Conference rusure::math

This is equivalent to minimizing

	a*sum(Xi) + b*sum(1/Xi) + sum(Xi)*sum(1/Xi)

where the sums run from 1 to r, and

	a = sum(1/Xi) for i = r+1 to n
	b = sum(Xi)   for i = r+1 to n

Obviously if r = 1 then the (single) new x1 that minimizes the desired sum
is x1 = sqrt(b/a), and in fact you can't go too far wrong in the general
case by setting all the Xi equal to sqrt(b/a), but I don't think that's the
general minimum... 

	We want to minimize:

	f = sum(Xi) * sum(1/Xi) where sums are from 1..n.
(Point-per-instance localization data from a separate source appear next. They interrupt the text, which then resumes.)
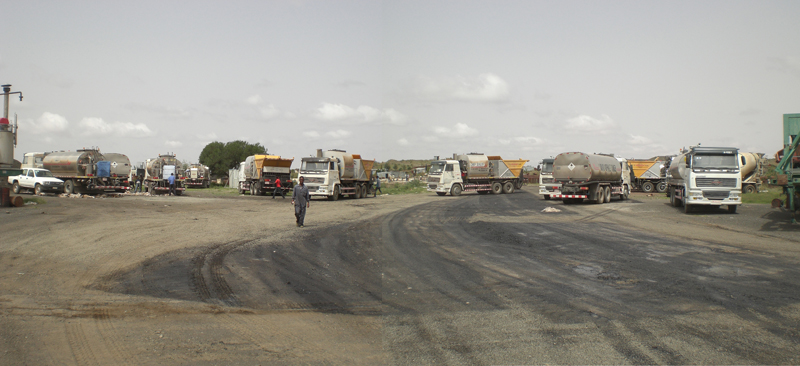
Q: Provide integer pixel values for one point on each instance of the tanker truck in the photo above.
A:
(86, 171)
(648, 175)
(752, 168)
(547, 186)
(596, 177)
(475, 172)
(261, 172)
(336, 173)
(198, 176)
(157, 172)
(707, 176)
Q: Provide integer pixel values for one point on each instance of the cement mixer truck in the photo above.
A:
(707, 176)
(86, 171)
(157, 172)
(475, 172)
(261, 173)
(335, 173)
(596, 177)
(752, 167)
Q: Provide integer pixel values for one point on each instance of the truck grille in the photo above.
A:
(715, 195)
(716, 182)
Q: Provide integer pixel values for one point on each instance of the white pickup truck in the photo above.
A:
(39, 180)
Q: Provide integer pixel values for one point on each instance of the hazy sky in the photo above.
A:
(401, 79)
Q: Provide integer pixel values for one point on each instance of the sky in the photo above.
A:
(401, 79)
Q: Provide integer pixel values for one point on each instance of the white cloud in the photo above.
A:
(338, 134)
(362, 114)
(487, 87)
(586, 124)
(46, 124)
(93, 126)
(267, 111)
(459, 130)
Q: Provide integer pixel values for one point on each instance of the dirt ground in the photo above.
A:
(154, 280)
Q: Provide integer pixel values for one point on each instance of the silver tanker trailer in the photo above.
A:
(596, 177)
(157, 172)
(84, 171)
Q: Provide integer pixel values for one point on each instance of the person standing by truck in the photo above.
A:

	df/dXj = sum(1/Xi) - sum(Xi)/Xj^2 for j=1..r.

	If df/dxj = 0, then:
	Xj^2 = sum(Xi)/sum(1/Xi) for j = 1..r.
ie. Xj = X for j=1...r.
	Let sum(j=r+1..n)(Xi) = a
	Let sum(j=r+1..n)(1/Xi) = b

	rX^2 = (a+rX)/(b+r/X)
=>	brX^2 + (r^2-r)X - a = 0

=>	X = [1-r +/- _/[(1-r)^2 + 4ab/r]]/2b

	But is this unique extremum minimal?   Since r < n, if we allow any
X_j to tend to zero or infinity, the value of f will go to infinity.   So
all boundaries to the domain are maxima.   I could say loosely that "by
elimination" the unique finite extremum that we've found must be a minimum,
but the right approach is to show that M, the matrix of second derivatives, is
+ve definite.

	The diagonal terms are:
-2/Xj^2 + 2*(a+sum(Xi))/Xj^3
	while the off-diagonal terms are:
-1/Xj^2 -1/Xk^2

	Is there anyone who can see that it's "obvious" that A is +ve definite?

Andrew.

>	The diagonal terms are:
>	-2/Xj^2 + 2*(a+sum(Xi))/Xj^3
>	while the off-diagonal terms are:
>	-1/Xj^2 -1/Xk^2
>
>	Is there anyone who can see that it's "obvious" that M is +ve definite?

	Yes, it's obvious.   Xj = X, for j=1..r.

	If you take some random vector p = (p1..pr)', and compute p'Mp, you
get a*(something +ve) + (2/X^2)*[sum(1)sum(pi^2)-sum(pi)^2], and the stuff in
square brackets is +ve by the Schwartz inequality.   So that's it.

Andrew.